Metropolitan News-Enterprise

 

Tuesday, November 21, 2017

 

Page 9

 

IN MY OPINION (Column)

Nothing That Comes From Government Is Free

 

By JON COUPAL

 

Chitty Chitty Bang Bang is a Walt Disney classic from 1966 starring Dick Van Dyke as a quirky inventor who turns a broken-down Grand Prix car into a magical flying machine. Along with his two young children, they soar off to a fantasy land with the mission of rescuing the beloved grandfather being held in a strange make-believe city.

There’s a particularly creepy scene in the movie where the diabolical villain lures the two kids from their hiding place. He walks down the street yelling out, “Ice cream. Get some ice cream! Today, it’s all free!” The children can’t resist and they emerge from a building to get into a carriage where they are promised the sweets. Once inside, the curtains fall from the side of the carriage to reveal they have walked into a metal cage.

I was reminded of this scene when Gov. Jerry Brown signed Assembly Bill 19, which mandates freshmen at California’s community colleges be given free tuition. The legislation, authored by Assemblyman Miguel Santiago, D-Los Angeles, would expand the current fee waiver for low-income students. The new grant would waive the first year of fees for all first-time, full-time students attending a California community college, regardless of need.

The notion that citizens are entitled to “free stuff” from government is an unhealthy trend in America. While there is certainly a public benefit to education—which is why kindergarten through high school is free in the United States—students who move on to college should be expected to have some “skin in the game.”

At the national level, the push for tuition-free college is a potent movement. Groups such as College Promise Campaign celebrated the passage of AB19 as step toward the goal of free college education nationwide. Not surprisingly, openly socialist candidates like Sen. Bernie Sanders are big proponents.

Nobel economist Milton Friedman was fond of saying that “there’s no such thing as a free lunch.” Indeed, he published a series of his essays in a book of the same title. His point was simple: Nothing is free; someone—either voluntarily or under compulsion—has to pay. And it’s not just limited government advocates who recognize this brutal truth. As it relates to AB19, officials in the Los Rios Community College District in the greater Sacramento area are trying to figure out how they are going to pay for the tuition break. Perhaps this question should have been asked when the legislation was being considered.

Another dose of economic reality struck California’s far-left leaning Legislature this past session as progressive activists pushed hard for a state-run single-payer health care system. The price tag, $400 billion, or three times the current state budget, was so daunting that even the progressive Speaker of the Assembly Anthony Rendon had to pull the plug after it passed in the state Senate. The entire discussion of single-payer in California proves the maxim that “if you think health care is expensive now, wait until it’s free.”

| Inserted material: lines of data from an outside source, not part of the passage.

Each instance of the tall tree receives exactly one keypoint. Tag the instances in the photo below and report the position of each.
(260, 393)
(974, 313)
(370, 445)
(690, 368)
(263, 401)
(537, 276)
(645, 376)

Whether it is higher education, health care, cellphones, food or transportation, knowledgeable citizens ought to be wary of free stuff from government. Yes, we need basic public services paid for through taxes as well as a basic safety net for our most needy who cannot care for themselves. But increasing reliance on Big Brother government comes with a cost—lack of choice and a loss of freedom.

Free stuff from government only feeds higher expectations and a pervasive notion of entitlement. And the reverse, that which is earned through effort and innovation, leads to more fulfilling lives and self-empowerment.

Citizens, especially the young, ought to beware: A government big enough to give you everything you want is big enough to take everything you have.